Le tiers confirme que nous avons toujours un temps de retard sur la maladie...
Fourrure :
Je ne l'interprète pas ainsi en fait. Vue la durée de la virémie et le délai entre immunisation théorique et analyse positive, il est plutôt probable que ces veaux ont été contaminés alors qu'ils étaient vaccinés, et immunisés. C'est logique : le moustique passe, transmet le virus, le corps se défend - très bien - puisqu'il est vacciné, mais le virus reste quand même dans le sang quelques temps. Ce n'est pas que nous avons un temps de retard sur la maladie, c'est juste... normal.
On ne pouvait pas faire autrement mais on a vacciné des animaux déjà contaminés ! Il n'y a qu'une vaccination cet hiver de tout le troupeau français qui puisse nous préserver mais il faudrait que le délai des 60 jours saute ! De toute façon, il ne sert à rien, tu l'expliques très bien !
Fourrure :
En fait, le plus logique, si les autorités sanitaires italiennes voulaient se protéger efficacement, serait d'imposer un délai court, correspondant à la période d'immunité acquise indiquée par le fabricant du vaccin (soit 2-3 semaines), et une virologie systématique. Là, on est entre les deux.

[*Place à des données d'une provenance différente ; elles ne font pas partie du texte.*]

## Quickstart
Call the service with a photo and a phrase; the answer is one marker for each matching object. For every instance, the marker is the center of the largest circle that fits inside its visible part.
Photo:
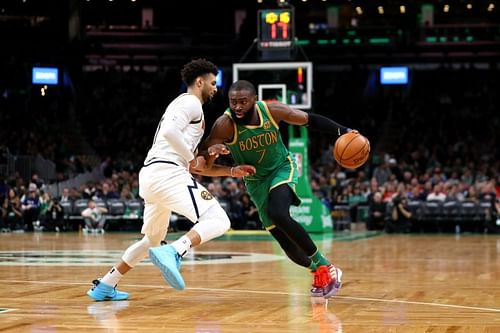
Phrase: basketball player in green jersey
(249, 128)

Un petit commentaire (technique) d'un gars qui fait son malin car il vient d'assister à une conf. sur le sujet (mais qui aurait bien pensé de la même façon que toi avant la conf.) à propos de tous les positifs:
1. Les virémies positives en PCR sont positives jusqu'à 150 j après infection. Pour pouvoir préciser si les animaux ont été infectés après vaccination, il faudrait connaitre le Ct de la PCR (ct élevé= nombre de cycles élevés=infection ancienne, précédent la vaccination). Autrement dit, tous ces positifs sont surement des malades d'avant vaccination, voir pour certains des virémiques infectés transplacentaires
2. Les tests in-vivo montés par le laboratoire M..... (Biiiiip) montre des PCR négatives sur les veaux vaccinés après épreuve virulente; une raison de plus de penser que ces veaux positifs sont positifs car infectés avant vaccination
Sinon, très bien fait ce blog !
Fourrure :
Merci pour les précisions. Une normalisation des nombres de cycles est-elle prévue ? Ou bien cela restera-t-il simplement un indicateur ?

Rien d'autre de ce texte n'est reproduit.